Curtas ambientais
por Jaqueline B. Ramos*
Destaque: “Nossa saúde é inseparável da saúde do mundo natural”
Às vésperas da 9ª Conferência das Partes da Convenção da Diversidade Biológica, ocorrida no final de maio na Alemanha, a IUCN (International Union for Conservation of Nature) anunciou o lançamento de um livro com informações que demonstram, de forma clara e objetiva, a ligação direta da saúde humana com a biodiversidade do planeta. “Sustentando a vida: como a saúde humana depende da biodiversidade” (‘Sustaining Life: How Human Health Depends on Biodiversity’, editado por Oxford University Press) consiste em um detalhado estudo assinado por especialistas que mostra que uma nova geração de antibióticos e novos remédios para tratamentos de doenças como a osteoporose, falência dos rins e câncer estão ameaçados caso o mundo não faça algo para reverter os crescentes números de destruição de animais e plantas nos ambientes naturais.
Aaron Bernstein é pesquisador da Escola de Medicina da Universidade de Harvard e um dos autores do livro.
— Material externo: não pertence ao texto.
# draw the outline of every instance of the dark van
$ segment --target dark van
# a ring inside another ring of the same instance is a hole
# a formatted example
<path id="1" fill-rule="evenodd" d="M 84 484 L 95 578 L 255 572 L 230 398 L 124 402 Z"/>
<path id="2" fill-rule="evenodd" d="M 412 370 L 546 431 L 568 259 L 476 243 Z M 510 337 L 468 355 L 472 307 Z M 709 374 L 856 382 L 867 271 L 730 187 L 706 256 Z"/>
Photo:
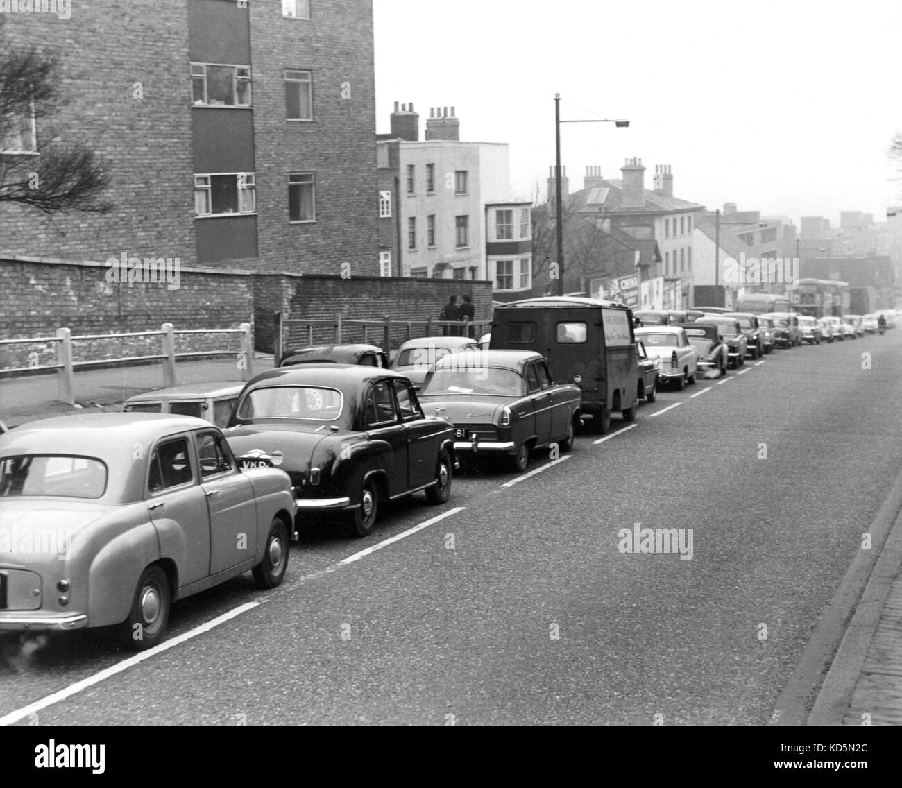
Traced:
<path id="1" fill-rule="evenodd" d="M 640 379 L 632 312 L 623 304 L 575 296 L 512 301 L 495 307 L 492 350 L 532 350 L 556 383 L 575 383 L 589 428 L 607 432 L 611 412 L 636 417 Z"/>

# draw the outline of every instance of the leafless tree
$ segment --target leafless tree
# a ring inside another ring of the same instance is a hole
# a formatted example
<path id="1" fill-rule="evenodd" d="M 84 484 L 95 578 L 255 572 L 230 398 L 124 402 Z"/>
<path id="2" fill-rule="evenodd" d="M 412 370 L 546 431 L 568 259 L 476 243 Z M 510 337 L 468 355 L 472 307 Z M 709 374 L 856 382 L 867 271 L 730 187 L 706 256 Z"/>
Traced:
<path id="1" fill-rule="evenodd" d="M 112 205 L 102 198 L 111 180 L 106 166 L 52 125 L 65 104 L 61 85 L 56 57 L 36 47 L 10 47 L 0 24 L 0 203 L 44 214 L 108 213 Z M 2 152 L 23 142 L 29 152 Z"/>

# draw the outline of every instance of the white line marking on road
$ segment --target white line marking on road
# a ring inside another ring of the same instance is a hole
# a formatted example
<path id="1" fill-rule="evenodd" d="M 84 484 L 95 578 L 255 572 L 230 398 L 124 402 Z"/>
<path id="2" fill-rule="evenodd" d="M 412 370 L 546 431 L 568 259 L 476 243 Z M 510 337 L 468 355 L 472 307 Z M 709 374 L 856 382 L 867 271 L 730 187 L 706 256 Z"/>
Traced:
<path id="1" fill-rule="evenodd" d="M 390 536 L 384 542 L 380 542 L 378 545 L 373 545 L 372 547 L 367 547 L 365 550 L 361 550 L 359 553 L 354 553 L 354 555 L 348 555 L 347 558 L 343 558 L 339 561 L 336 567 L 347 566 L 348 564 L 354 564 L 354 561 L 360 561 L 371 553 L 375 553 L 377 550 L 382 550 L 382 547 L 387 547 L 392 542 L 397 542 L 403 539 L 405 536 L 410 536 L 411 534 L 416 534 L 417 531 L 421 531 L 423 528 L 428 528 L 429 526 L 437 523 L 439 520 L 444 520 L 445 518 L 449 518 L 451 515 L 456 515 L 459 511 L 464 511 L 466 509 L 465 506 L 456 506 L 454 509 L 448 509 L 444 514 L 440 514 L 437 517 L 431 518 L 425 522 L 420 523 L 419 526 L 414 526 L 412 528 L 408 528 L 406 531 L 401 531 L 400 534 L 395 534 L 393 536 Z"/>
<path id="2" fill-rule="evenodd" d="M 535 476 L 537 473 L 541 473 L 543 471 L 548 471 L 548 468 L 557 465 L 558 463 L 563 463 L 565 460 L 569 460 L 571 456 L 573 455 L 565 454 L 563 457 L 558 457 L 557 460 L 552 460 L 550 463 L 547 463 L 541 467 L 537 468 L 535 471 L 530 471 L 529 473 L 524 473 L 522 476 L 518 476 L 516 479 L 511 479 L 510 481 L 505 481 L 502 485 L 502 490 L 504 490 L 507 487 L 513 487 L 515 484 L 520 484 L 520 481 L 525 481 L 530 476 Z"/>
<path id="3" fill-rule="evenodd" d="M 88 687 L 92 687 L 95 684 L 110 678 L 111 676 L 115 676 L 116 673 L 121 673 L 123 671 L 128 670 L 133 665 L 138 664 L 138 663 L 143 662 L 145 659 L 150 659 L 152 656 L 156 656 L 163 651 L 167 651 L 170 648 L 174 648 L 175 646 L 179 646 L 186 640 L 196 637 L 198 635 L 202 635 L 204 632 L 208 632 L 214 627 L 225 624 L 230 618 L 234 618 L 235 616 L 240 616 L 242 613 L 244 613 L 253 608 L 256 608 L 259 605 L 260 602 L 247 602 L 246 604 L 240 605 L 235 609 L 229 610 L 227 613 L 223 613 L 221 616 L 216 617 L 212 621 L 207 621 L 206 624 L 195 627 L 188 632 L 183 632 L 181 635 L 173 637 L 171 640 L 167 640 L 164 643 L 161 643 L 159 646 L 154 646 L 153 648 L 149 648 L 147 651 L 143 651 L 141 654 L 136 654 L 134 656 L 124 659 L 122 662 L 118 662 L 115 665 L 106 668 L 105 670 L 100 671 L 100 673 L 95 673 L 93 676 L 88 676 L 87 679 L 76 682 L 74 684 L 69 684 L 68 687 L 60 690 L 59 692 L 48 695 L 46 698 L 36 701 L 28 706 L 23 706 L 22 709 L 18 709 L 15 711 L 10 711 L 9 714 L 0 717 L 0 725 L 12 725 L 14 722 L 18 722 L 23 718 L 34 714 L 41 709 L 46 709 L 48 706 L 59 703 L 60 701 L 65 701 L 67 698 L 70 698 L 72 695 L 75 695 L 83 690 L 87 690 Z"/>
<path id="4" fill-rule="evenodd" d="M 662 408 L 660 410 L 656 410 L 652 413 L 649 418 L 654 418 L 656 416 L 660 416 L 662 413 L 667 413 L 668 410 L 673 410 L 675 408 L 679 408 L 683 403 L 675 402 L 673 405 L 668 405 L 667 408 Z"/>
<path id="5" fill-rule="evenodd" d="M 630 424 L 629 426 L 625 426 L 623 427 L 623 429 L 619 429 L 617 430 L 617 432 L 612 432 L 611 433 L 611 435 L 605 435 L 603 438 L 599 438 L 597 441 L 593 441 L 592 444 L 594 446 L 597 446 L 599 444 L 603 444 L 605 441 L 610 441 L 611 438 L 617 437 L 617 435 L 621 435 L 621 433 L 629 432 L 630 430 L 634 429 L 637 426 L 639 426 L 638 424 Z"/>

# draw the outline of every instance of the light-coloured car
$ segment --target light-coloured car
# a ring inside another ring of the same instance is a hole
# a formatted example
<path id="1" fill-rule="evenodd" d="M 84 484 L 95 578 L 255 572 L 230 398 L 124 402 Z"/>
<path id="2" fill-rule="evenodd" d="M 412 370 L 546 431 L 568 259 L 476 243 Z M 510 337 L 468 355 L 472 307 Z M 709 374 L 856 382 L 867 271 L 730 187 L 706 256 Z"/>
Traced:
<path id="1" fill-rule="evenodd" d="M 244 384 L 241 380 L 189 383 L 135 394 L 125 400 L 126 413 L 171 413 L 193 416 L 225 427 Z"/>
<path id="2" fill-rule="evenodd" d="M 452 353 L 467 353 L 479 349 L 479 343 L 466 336 L 422 336 L 409 339 L 398 348 L 398 353 L 391 362 L 391 369 L 406 376 L 416 389 L 423 385 L 426 373 L 440 358 Z"/>
<path id="3" fill-rule="evenodd" d="M 296 514 L 277 468 L 239 468 L 218 428 L 136 413 L 0 437 L 0 630 L 116 627 L 142 650 L 170 603 L 244 572 L 281 582 Z"/>
<path id="4" fill-rule="evenodd" d="M 635 329 L 637 339 L 642 340 L 646 353 L 660 362 L 658 378 L 682 389 L 695 382 L 698 352 L 689 342 L 686 331 L 675 325 L 656 325 Z"/>

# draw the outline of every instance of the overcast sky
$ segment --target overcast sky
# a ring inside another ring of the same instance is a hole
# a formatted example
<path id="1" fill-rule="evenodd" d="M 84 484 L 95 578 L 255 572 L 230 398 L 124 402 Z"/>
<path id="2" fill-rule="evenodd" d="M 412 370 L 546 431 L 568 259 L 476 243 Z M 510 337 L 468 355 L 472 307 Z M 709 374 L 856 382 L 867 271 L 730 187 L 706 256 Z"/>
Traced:
<path id="1" fill-rule="evenodd" d="M 586 165 L 676 197 L 765 215 L 873 213 L 902 202 L 886 149 L 902 131 L 902 0 L 374 0 L 378 131 L 394 102 L 455 106 L 461 138 L 510 143 L 532 198 L 561 126 L 570 188 Z"/>

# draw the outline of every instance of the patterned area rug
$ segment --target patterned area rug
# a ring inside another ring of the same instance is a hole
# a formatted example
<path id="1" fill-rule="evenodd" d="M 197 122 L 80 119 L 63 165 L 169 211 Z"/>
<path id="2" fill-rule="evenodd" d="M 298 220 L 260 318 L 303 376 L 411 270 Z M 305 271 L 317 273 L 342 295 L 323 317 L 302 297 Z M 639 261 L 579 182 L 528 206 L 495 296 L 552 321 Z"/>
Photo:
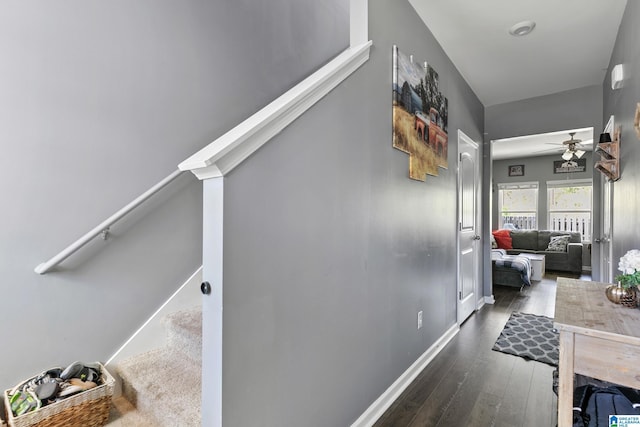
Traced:
<path id="1" fill-rule="evenodd" d="M 558 366 L 558 346 L 553 319 L 513 312 L 492 350 Z"/>

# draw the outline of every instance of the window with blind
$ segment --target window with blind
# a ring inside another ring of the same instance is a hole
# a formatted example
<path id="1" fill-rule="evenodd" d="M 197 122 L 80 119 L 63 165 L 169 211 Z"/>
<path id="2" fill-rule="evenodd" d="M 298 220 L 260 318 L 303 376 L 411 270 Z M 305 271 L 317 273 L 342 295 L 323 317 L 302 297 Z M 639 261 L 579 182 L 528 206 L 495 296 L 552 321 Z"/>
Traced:
<path id="1" fill-rule="evenodd" d="M 536 229 L 538 183 L 498 184 L 498 228 Z"/>
<path id="2" fill-rule="evenodd" d="M 549 229 L 577 231 L 583 241 L 591 241 L 592 195 L 590 179 L 547 181 Z"/>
Ele deu esta pequena entrevista, por e-mail, para o Informativo do Instituto Ecológico Aqualung:
O livro demonstra cientificamente que muitos estudos para avanços na medicina podem ficar comprometidos devido às altas taxas de extinção de espécies registradas. Você poderia destacar as principais ameaças?
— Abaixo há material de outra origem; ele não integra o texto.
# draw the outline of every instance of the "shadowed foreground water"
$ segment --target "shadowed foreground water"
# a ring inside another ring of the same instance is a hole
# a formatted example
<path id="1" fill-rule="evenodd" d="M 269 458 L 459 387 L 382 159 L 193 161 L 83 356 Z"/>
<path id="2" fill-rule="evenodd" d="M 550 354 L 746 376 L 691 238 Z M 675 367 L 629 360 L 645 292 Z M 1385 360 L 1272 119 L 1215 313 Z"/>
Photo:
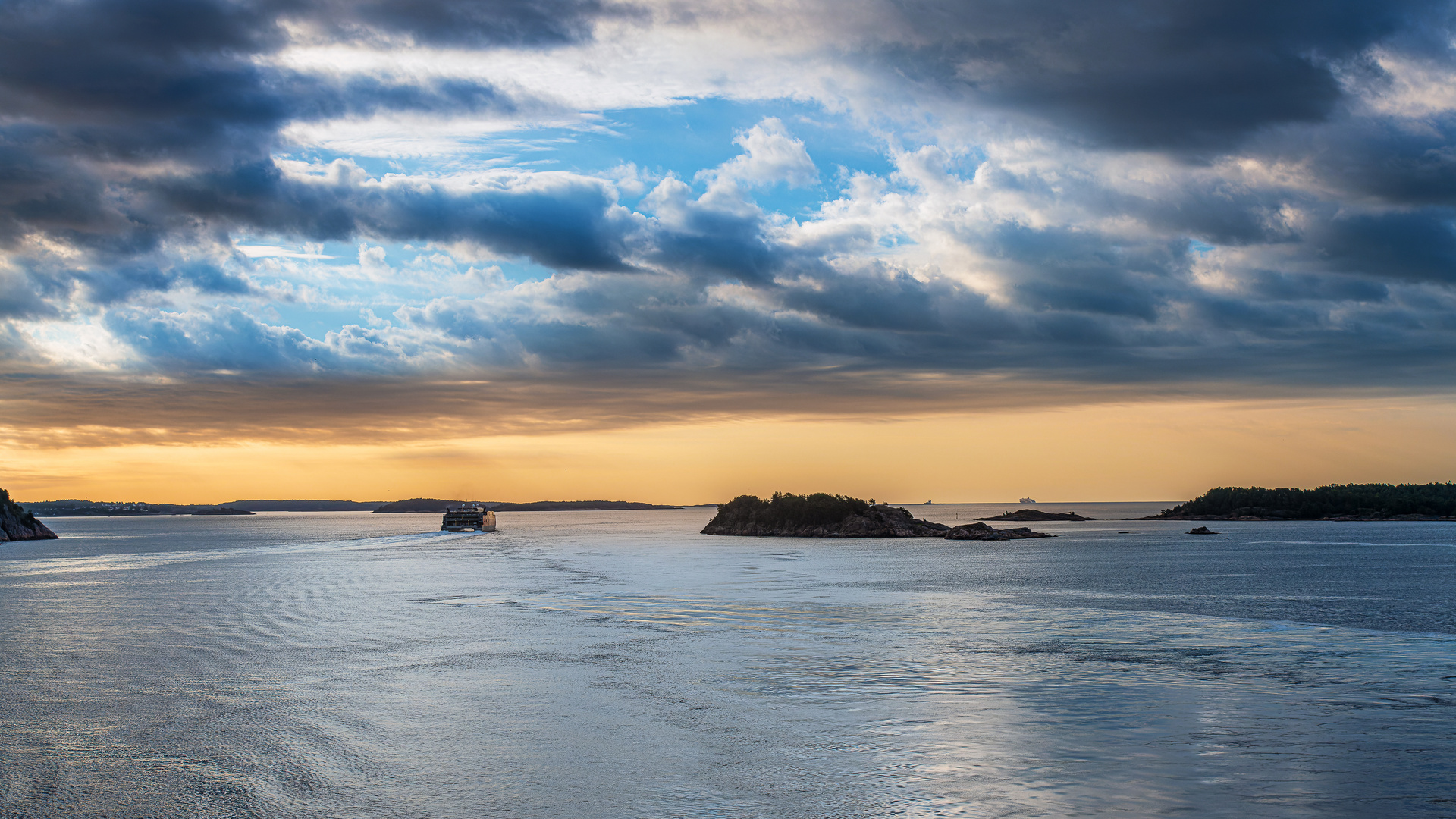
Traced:
<path id="1" fill-rule="evenodd" d="M 1456 525 L 709 516 L 51 519 L 0 816 L 1456 816 Z"/>

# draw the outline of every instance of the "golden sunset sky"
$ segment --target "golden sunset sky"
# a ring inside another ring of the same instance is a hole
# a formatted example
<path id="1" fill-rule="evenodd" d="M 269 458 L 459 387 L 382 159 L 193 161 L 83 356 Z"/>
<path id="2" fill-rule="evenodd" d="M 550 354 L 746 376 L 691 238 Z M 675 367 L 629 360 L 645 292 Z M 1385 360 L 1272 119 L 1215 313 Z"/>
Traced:
<path id="1" fill-rule="evenodd" d="M 183 6 L 0 10 L 17 498 L 1456 478 L 1427 6 Z"/>

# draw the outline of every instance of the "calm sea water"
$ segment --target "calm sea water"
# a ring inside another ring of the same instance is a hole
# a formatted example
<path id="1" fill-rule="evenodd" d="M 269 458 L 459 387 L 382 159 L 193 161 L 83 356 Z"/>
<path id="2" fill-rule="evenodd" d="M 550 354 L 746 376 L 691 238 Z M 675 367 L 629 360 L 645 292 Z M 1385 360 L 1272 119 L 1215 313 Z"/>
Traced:
<path id="1" fill-rule="evenodd" d="M 1456 816 L 1456 525 L 711 514 L 50 520 L 0 816 Z"/>

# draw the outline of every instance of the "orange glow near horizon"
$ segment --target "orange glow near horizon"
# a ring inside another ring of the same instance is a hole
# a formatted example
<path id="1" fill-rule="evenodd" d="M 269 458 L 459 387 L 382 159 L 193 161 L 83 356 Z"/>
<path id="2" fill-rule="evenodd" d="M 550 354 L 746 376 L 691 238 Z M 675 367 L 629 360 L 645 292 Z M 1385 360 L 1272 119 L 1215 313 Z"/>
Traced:
<path id="1" fill-rule="evenodd" d="M 1456 478 L 1450 398 L 1139 402 L 888 421 L 769 418 L 374 446 L 9 450 L 17 501 L 245 498 L 721 503 L 1187 500 L 1216 485 Z M 36 465 L 44 465 L 36 466 Z"/>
Aaron: Apresentamos sete estudos de caso com ursos, caranguejo-ferradura, anfíbios, tubarões, primatas não-humanos, plantas giminospérmicas (com sementes desprotegidas) e moluscos e todos reforçam o fato das espécies ameaçadas serem muito importantes para a medicina. No caso do gênero dos moluscos, por exemplo, dentro dos quais podemos pensar em cerca de 700 espécies que vivem nos recifes de corais, é comprovado que eles produzem provavelmente o maior número e diversidade de substâncias terapêuticas usadas em tratamentos médicos.
Considerando que o Brasil é um dos países mais ricos do mundo em termos de biodiversidade, qual seria o papel do país neste contexto?
Aaron: Há muitas espécies brasileiras, principalmente de sapos, nas quais vários novos peptideos antimicrobianos (pequenas proteínas que têm capacidade de matar bactérias) já foram identificados, inclusive alguns que ajudaram no desenvolvimento de remédios e avanços no tratamento de hipertensão no decorrer do último século. Felizmente, nenhuma dessas espécies se encontra ameaçada, mas o rápido crescimento do número de espécies brasileiras entrando na Red List alerta para o risco de não termos chance de conhecer animais e plantas antes deles desaparecerem.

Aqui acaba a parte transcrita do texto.